De communiqué en communiqué, les organisations d’auteur.trice.s se répètent, mais ne semblent pas être entendues. A chaque fois, nous rappelons que la diversité de notre création permet à toute une constellation d’auteur.trice.s de créer. Non seulement chez nous, mais aussi au-delà de nos frontières. Grâce à la force de notre système de financement – un système aujourd’hui de plus en plus fragilisé–, nous permettons à des auteur.trice.s du monde entier de développer leurs œuvres. Des œuvres qui nous enrichissent toutes et tous et qui, dans un dialogue continu, permettent et permettront à de nouveaux récits d’émerger. Etrange idée que de lorgner du côté des succès du box-office américain en pensant que nous pourrions concurrencer les films Disney ou Netflix : nous n’en avons pas les moyens financiers et nous ne devrions probablement pas en avoir la velléité artistique.Nos cinéphilies sont multiples. Nous avons grandi avec des films bengali, chinois, japonais, américains, argentins, égyptiens, allemands, italiens, suédois ou français... Nous sommes partout chez nous quand il s’agit de cinéma. Nous parlons la même langue. Celle des images et des sons. Nous n’ignorons pas que le cinéma est une industrie, mais nous affirmons qu’il est d’abord un art. La France a toujours protégé la création et la diversité. C’est dans sa culture, dans son héritage historique, alors ne changeons pas notre fusil d’épaule en espérant que des blockbusters français, dont les très éventuels succès à l’étranger inonderaient le secteur d’argent, parviendraient à eux seuls à défendre le cinéma d’auteur. Il suffit de regarder du côté des Etats-Unis pour se rendre compte que c’est l’inverse qui s’est passé et que de nombreux cinéastes peinent à faire exister leurs films sur les écrans face aux mastodontes des studios.
« Nous sommes en train de manquer de techniciens, de scénaristes, de professionnels, dans tous les secteurs de la création. Nous devons avoir une stratégie de formation de déploiement de ces métiers » a aussi affirmé Emmanuel Macron. Ah bon ? Qui a fait ce constat ? Sur la base de quelle étude ? Nous aimerions bien avoir les chiffres qui lui permettent de faire une telle conclusion. Nous nous tenons d’ailleurs à la disposition du cabinet du Président pour lui fournir la liste de nos adhérent.e.s, dans le cas où il lui viendrait l’envie de chercher des noms de scénaristes compétent.e.s. Nos ami.e.s technicien.e.s partagent très probablement aussi notre constat en ce qui les concerne.
D’un chien qu’on veut noyer, on dit qu’il a la rage.
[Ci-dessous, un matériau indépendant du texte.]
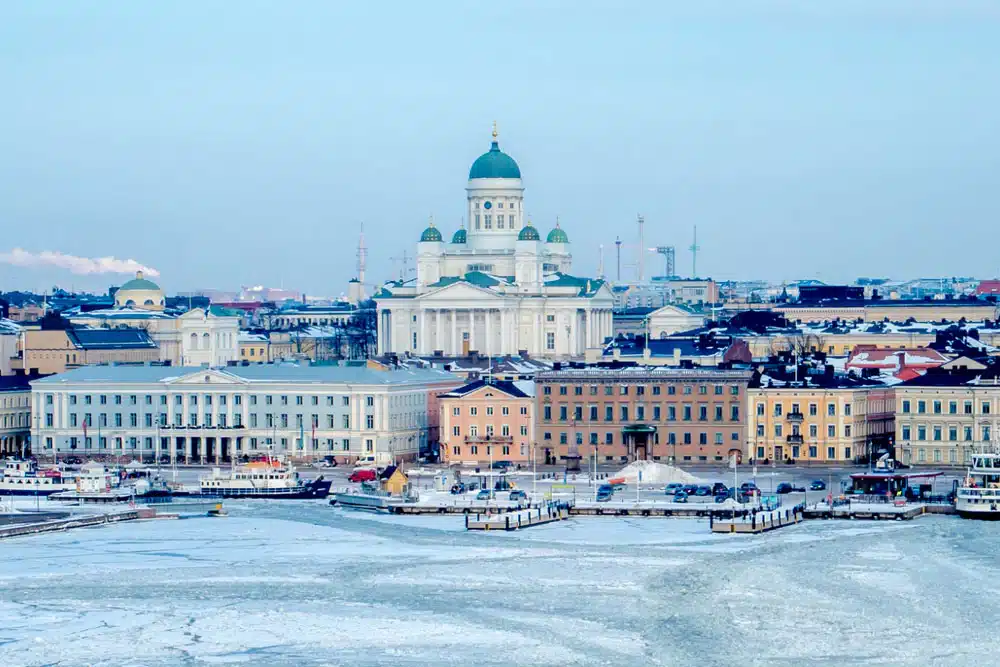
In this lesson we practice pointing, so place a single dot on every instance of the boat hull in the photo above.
(315, 490)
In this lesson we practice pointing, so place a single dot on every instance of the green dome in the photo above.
(557, 235)
(431, 234)
(140, 283)
(528, 233)
(494, 164)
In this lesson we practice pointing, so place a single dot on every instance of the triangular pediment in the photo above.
(207, 376)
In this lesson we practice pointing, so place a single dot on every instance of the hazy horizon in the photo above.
(229, 148)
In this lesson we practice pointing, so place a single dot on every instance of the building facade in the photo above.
(942, 415)
(496, 288)
(839, 422)
(483, 421)
(682, 415)
(15, 415)
(209, 415)
(48, 351)
(199, 336)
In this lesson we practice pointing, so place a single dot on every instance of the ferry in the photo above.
(978, 497)
(262, 479)
(23, 478)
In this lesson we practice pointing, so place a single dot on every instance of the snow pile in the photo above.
(655, 473)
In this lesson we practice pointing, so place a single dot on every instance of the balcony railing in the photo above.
(489, 439)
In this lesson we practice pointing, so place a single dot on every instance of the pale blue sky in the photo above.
(230, 143)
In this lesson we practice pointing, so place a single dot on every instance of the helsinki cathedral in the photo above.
(497, 288)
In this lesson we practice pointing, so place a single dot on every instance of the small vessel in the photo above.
(269, 478)
(369, 497)
(978, 497)
(24, 478)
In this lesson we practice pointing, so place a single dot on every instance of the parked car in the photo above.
(363, 475)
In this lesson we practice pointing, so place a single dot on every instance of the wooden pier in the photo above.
(76, 522)
(517, 519)
(876, 511)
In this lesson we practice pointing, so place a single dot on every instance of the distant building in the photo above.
(209, 415)
(818, 419)
(497, 288)
(140, 293)
(15, 415)
(946, 412)
(619, 415)
(486, 420)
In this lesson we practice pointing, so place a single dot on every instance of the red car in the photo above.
(365, 475)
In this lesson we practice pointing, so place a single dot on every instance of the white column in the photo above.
(489, 331)
(422, 336)
(472, 329)
(438, 336)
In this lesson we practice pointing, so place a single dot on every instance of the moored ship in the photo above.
(262, 479)
(978, 497)
(24, 478)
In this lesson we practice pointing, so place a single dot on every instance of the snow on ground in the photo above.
(654, 472)
(301, 583)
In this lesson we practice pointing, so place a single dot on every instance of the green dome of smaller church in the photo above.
(431, 234)
(528, 233)
(557, 235)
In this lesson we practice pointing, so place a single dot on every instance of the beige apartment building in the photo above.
(835, 422)
(47, 351)
(486, 421)
(942, 415)
(619, 415)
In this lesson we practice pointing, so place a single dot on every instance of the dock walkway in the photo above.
(517, 519)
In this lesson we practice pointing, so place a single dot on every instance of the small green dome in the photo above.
(494, 164)
(528, 233)
(431, 234)
(557, 235)
(140, 283)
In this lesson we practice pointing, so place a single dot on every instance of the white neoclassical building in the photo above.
(496, 288)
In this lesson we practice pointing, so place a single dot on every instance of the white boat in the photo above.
(369, 497)
(261, 479)
(24, 478)
(978, 497)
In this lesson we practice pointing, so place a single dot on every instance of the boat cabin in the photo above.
(893, 484)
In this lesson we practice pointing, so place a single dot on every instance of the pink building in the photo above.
(484, 421)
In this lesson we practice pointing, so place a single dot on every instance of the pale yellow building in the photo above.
(943, 414)
(836, 423)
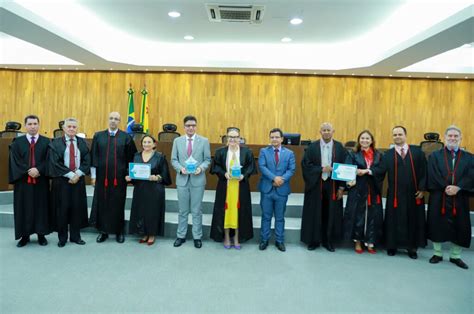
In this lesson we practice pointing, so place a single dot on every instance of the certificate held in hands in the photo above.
(343, 172)
(138, 171)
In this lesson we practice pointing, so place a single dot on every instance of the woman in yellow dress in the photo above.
(232, 217)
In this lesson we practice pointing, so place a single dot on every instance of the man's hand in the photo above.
(362, 172)
(340, 194)
(452, 190)
(33, 172)
(327, 169)
(278, 181)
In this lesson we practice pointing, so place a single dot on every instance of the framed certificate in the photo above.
(343, 172)
(138, 171)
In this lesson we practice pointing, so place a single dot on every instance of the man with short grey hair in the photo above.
(450, 177)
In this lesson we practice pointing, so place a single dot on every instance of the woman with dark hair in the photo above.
(147, 216)
(232, 215)
(363, 213)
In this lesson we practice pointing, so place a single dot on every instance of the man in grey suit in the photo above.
(196, 149)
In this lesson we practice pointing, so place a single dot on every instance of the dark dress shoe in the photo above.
(313, 246)
(263, 245)
(280, 246)
(435, 259)
(23, 241)
(197, 244)
(42, 240)
(329, 247)
(102, 237)
(458, 262)
(80, 242)
(120, 238)
(412, 254)
(391, 252)
(178, 242)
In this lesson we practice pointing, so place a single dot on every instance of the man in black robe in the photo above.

Ainsi, ceux qui souhaitent à tout prix créer de nouvelles écoles, se convainquent que c’est pour combler un manque de scénaristes. La vraie question n’est cependant pas le manque de talent, mais la concentration toujours plus grande des projets autour d’un petit nombre d’entre eux, l’insertion professionnelle compliquée des jeunes scénaristes, ainsi que la précarité, la faiblesse de notre statut social, l’absence d’encadrement de nos rémunérations (parfois très basses, hélas) et le défaut de reconnaissance de notre travail, dossiers sur lesquels le SCA travaille quotidiennement, avec d’ailleurs le CNC et le Ministère de la Culture.Créer de nouvelles écoles serait non seulement un coûteux pis-aller, mais surtout un arbre cachant la forêt du manque de vision culturelle d’un gouvernement qui s’est détourné du cinéma. Pourtant, plus la diversité sera protégée, plus des films singuliers permettront de faire émerger de nouvelles voix qui pourront ensuite nourrir les imaginaires collectifs du monde entier.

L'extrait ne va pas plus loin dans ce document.